I “corpi intermedi” non esistono, però ci sono. E non piacciono più agli italiani che, tuttavia, considerano il loro ruolo utile per uscire dalla crisi. La ricerca, condotta da Ipsos, offre risposte stravaganti sulla percezione di questi corpi intermedi da parte di una popolazione che non ha ben chiaro di cosa si tratti. E che, quando conosce la realtà, esprime una sacrosanta sfiducia accompagnata, però, dalla speranza di un cambiamento.
Ovviamente ci sono distinzioni, e non da poco, nei giudizi relativi ai differenti corpi intermedi. I sindacati, ad esempio, paiono aver esaurito la propria missione di tutela dei lavoratori. Parolai senza più un rapporto reale con il mondo del lavoro. Asserviti ad un potere sempre più lontano dal popolo. Hanno perso anche il ruolo di cinghia di trasmissione per il semplice fatto che il Pci non esiste più e che il Pd ha scelto di schierarsi dalla parte degli oligarchi, in totale contrasto con le fasce più deboli italiane.
Anche i nuovi vertici della Triplice hanno perso ogni credibilità, per il modesto livello personale in rapporto ai rispettivi predecessori.
Il servilismo tipico italiano ha invece permesso a Confindustria di uscire meglio dalla ricerca. Perché si ha la consapevolezza che la confederazione padronale pensi solo ai propri interessi e penalizzi quelli dei lavoratori. Però si ha ancora la speranza che qualcuno, in Viale Astronomia, si renda conto che lo sfruttamento non porterà alla ripresa e che, di conseguenza, anche Confindustria inizi a pensare al bene collettivo.

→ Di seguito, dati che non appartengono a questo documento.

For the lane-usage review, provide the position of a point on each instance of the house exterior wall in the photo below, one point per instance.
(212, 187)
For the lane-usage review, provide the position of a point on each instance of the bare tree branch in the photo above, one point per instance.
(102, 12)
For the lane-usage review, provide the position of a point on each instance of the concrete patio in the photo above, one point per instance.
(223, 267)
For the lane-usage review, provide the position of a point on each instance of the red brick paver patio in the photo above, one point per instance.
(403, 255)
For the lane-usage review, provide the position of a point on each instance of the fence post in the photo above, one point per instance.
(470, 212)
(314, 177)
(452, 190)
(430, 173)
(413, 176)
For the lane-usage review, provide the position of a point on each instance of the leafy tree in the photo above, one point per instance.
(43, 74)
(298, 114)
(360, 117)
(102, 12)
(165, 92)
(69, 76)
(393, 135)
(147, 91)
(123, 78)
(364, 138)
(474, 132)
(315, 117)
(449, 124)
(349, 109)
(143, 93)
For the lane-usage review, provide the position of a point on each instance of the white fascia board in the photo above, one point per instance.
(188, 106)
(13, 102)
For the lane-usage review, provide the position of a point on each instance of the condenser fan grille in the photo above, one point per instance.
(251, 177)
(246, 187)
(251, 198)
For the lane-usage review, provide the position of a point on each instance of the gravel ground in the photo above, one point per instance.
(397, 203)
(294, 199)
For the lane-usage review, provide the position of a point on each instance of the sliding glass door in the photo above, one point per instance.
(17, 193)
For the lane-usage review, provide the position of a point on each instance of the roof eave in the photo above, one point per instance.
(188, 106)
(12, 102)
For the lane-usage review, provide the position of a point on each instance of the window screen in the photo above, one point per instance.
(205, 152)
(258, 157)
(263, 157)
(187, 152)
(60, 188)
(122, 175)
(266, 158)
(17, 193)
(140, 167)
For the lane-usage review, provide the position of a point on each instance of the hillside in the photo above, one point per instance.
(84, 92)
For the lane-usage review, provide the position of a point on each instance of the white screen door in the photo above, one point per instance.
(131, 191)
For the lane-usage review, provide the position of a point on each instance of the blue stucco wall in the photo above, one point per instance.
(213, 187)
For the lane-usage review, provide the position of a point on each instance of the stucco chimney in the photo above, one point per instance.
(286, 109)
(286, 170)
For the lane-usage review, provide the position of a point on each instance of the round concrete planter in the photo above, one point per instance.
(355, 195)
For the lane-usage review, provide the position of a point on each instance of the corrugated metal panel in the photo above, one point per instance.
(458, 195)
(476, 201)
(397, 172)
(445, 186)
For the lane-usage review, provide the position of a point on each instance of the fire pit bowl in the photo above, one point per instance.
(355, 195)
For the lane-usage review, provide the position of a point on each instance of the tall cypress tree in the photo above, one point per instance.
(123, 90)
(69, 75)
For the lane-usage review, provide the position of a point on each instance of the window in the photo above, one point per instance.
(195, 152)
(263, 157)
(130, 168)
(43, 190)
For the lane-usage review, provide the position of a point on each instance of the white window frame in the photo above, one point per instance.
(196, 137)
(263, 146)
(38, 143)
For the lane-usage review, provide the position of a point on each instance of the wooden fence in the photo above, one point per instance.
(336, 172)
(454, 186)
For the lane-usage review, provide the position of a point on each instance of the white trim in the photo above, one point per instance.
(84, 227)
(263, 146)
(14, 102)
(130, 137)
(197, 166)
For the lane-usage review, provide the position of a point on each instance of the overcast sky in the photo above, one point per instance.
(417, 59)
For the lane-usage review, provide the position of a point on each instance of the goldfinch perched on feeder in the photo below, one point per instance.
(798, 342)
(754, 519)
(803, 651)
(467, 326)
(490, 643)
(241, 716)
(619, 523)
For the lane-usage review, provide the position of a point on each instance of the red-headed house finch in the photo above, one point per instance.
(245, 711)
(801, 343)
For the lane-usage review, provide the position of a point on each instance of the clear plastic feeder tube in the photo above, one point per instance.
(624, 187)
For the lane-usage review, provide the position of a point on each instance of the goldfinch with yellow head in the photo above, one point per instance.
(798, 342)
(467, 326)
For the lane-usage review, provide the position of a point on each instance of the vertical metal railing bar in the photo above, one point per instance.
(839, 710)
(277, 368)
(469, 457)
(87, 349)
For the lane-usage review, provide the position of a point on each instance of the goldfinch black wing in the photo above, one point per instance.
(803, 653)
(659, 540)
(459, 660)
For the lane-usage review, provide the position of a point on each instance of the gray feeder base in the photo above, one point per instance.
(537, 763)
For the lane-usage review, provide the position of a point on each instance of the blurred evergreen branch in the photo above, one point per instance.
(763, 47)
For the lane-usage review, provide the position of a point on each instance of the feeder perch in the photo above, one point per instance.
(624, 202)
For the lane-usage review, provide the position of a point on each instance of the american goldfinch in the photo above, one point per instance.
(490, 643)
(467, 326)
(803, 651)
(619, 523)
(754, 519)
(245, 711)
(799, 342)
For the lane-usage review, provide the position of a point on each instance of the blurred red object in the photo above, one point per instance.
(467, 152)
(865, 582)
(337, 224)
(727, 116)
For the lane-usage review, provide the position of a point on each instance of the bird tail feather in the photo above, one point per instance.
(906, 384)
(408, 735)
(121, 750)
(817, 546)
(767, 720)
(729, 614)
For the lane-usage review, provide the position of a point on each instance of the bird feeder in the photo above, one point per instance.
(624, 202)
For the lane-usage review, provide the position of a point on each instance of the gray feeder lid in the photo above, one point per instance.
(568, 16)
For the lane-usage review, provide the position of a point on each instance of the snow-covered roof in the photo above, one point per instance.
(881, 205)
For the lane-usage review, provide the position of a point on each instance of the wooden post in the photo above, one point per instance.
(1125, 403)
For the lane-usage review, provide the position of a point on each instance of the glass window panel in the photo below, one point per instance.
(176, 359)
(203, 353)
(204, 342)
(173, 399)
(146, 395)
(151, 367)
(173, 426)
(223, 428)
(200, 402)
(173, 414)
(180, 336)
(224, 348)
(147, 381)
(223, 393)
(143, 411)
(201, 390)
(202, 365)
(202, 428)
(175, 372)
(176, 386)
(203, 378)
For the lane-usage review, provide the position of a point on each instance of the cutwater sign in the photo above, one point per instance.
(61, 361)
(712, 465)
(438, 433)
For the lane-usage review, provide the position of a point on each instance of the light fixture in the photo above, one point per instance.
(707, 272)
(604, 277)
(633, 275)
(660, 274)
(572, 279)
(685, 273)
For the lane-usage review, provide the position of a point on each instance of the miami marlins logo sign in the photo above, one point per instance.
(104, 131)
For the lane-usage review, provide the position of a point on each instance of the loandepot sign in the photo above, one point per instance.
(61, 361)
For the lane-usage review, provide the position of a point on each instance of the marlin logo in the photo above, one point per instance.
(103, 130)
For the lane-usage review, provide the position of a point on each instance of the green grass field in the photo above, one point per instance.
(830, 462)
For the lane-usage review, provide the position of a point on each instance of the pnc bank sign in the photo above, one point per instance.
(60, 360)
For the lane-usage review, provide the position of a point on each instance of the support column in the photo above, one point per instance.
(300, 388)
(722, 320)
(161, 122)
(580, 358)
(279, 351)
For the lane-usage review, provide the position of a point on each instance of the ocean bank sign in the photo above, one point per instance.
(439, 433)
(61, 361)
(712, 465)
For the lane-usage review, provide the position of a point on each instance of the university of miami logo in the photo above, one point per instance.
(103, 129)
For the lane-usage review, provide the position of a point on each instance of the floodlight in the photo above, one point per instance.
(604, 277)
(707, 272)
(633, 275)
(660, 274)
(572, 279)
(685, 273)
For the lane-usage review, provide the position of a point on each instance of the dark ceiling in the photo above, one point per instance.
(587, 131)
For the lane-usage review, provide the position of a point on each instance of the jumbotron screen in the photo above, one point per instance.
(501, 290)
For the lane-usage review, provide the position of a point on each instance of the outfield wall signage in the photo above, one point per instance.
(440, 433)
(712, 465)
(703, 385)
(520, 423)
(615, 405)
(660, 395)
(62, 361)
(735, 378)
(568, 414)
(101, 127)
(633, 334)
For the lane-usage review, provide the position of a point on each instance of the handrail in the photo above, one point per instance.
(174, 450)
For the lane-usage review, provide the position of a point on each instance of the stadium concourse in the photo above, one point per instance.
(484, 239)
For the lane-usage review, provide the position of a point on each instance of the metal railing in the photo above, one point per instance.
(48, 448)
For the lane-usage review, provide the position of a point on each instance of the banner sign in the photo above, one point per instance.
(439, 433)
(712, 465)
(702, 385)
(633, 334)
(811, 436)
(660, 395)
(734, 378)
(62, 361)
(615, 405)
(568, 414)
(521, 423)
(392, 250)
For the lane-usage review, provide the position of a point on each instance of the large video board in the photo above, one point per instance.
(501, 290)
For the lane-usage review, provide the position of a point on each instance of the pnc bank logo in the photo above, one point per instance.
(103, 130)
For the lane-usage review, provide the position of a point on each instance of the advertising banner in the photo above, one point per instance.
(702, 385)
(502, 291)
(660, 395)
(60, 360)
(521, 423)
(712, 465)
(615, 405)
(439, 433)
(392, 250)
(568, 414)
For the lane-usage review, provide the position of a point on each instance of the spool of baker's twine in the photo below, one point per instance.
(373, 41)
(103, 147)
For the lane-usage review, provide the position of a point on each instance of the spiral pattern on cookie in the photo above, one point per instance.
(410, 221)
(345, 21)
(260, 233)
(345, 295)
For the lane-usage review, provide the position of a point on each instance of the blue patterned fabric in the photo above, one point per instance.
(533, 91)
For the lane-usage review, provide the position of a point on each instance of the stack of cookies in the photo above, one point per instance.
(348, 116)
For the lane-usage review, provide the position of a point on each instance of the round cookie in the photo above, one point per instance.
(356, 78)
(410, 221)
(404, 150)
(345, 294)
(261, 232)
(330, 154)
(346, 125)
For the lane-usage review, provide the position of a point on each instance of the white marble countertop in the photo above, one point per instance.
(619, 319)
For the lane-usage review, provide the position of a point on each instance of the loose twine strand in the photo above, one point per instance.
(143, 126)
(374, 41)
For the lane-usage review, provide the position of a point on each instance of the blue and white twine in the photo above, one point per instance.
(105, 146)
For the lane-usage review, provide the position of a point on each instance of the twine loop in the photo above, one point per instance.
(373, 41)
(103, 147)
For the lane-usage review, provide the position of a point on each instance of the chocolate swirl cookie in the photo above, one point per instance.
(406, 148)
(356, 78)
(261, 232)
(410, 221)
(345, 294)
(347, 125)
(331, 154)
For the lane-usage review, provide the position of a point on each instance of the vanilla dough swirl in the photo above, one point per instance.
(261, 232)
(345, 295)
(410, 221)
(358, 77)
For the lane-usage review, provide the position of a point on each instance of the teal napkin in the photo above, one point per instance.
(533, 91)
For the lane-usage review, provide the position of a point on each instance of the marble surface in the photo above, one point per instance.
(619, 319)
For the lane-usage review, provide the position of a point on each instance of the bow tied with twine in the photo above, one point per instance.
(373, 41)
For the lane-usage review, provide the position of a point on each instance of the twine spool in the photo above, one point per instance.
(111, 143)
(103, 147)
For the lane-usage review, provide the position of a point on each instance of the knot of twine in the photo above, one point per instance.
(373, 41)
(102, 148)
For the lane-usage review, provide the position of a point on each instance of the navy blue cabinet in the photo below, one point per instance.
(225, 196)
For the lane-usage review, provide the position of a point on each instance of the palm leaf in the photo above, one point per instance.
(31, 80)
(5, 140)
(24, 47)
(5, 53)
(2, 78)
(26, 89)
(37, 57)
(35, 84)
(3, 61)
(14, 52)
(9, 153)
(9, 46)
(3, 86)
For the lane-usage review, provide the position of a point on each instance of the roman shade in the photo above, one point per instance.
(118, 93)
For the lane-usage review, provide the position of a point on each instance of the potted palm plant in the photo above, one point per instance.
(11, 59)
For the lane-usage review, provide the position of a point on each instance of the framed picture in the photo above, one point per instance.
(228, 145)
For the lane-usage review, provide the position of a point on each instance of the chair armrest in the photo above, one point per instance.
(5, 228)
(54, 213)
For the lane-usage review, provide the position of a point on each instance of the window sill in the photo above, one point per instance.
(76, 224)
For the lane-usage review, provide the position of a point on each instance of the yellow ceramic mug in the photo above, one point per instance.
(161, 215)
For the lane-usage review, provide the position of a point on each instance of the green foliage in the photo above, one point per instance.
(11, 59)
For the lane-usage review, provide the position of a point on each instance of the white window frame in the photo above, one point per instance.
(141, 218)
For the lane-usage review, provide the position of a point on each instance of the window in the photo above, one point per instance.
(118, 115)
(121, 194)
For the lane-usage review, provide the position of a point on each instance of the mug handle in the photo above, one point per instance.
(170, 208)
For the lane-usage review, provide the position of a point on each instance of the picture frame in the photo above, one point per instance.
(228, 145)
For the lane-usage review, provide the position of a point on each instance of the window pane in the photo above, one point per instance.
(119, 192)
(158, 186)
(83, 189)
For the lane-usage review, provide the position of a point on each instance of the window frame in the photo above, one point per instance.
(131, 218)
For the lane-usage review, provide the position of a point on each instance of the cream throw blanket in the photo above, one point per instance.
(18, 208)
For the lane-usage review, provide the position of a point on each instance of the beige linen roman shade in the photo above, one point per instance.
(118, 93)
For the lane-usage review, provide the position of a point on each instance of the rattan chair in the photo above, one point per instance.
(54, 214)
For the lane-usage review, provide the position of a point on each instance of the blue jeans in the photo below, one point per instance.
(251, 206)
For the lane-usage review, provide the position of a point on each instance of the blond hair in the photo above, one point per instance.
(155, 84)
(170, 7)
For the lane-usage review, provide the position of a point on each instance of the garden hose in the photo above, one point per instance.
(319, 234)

Una speranza che assomiglia molto alla disperazione.
D’altronde alternative non si vedono. La sfiducia nei confronti dei politici è totale. Come è totale la consapevolezza che questa classe dirigente politica non è in grado di favorire la ripresa, il rilancio. In realtà neppure la sopravvivenza.
Ma un altro aspetto della ricerca Ipsos è particolarmente curioso. Gli italiani credono nel ruolo della cultura e vorrebbero che anche i corpi intermedi ne fossero più permeati. Basta con le comparsate da Barbara D’Urso, basta con le buffonate in stile Uomini e Donne, basta con i programmi spazzatura della De Filippi, con le Isole degli sfigati, con le case dei grandi fratelli con problemi caratteriali.
Non è con questi livelli di spettacolo che si fa crescere un Paese.
Un segnale che diventa drammatico per una opposizione che ha sempre avuto il terrore della cultura, che ha sempre avuto un complesso di inferiorità. Che ha sempre affidato la cultura delle Regioni che ha amministrato a personaggi improponibili (e non bastano le rarissime eccezioni – come Marzio Tremaglia in Lombardia e Philippe Daverio a Milano – per modificare la realtà).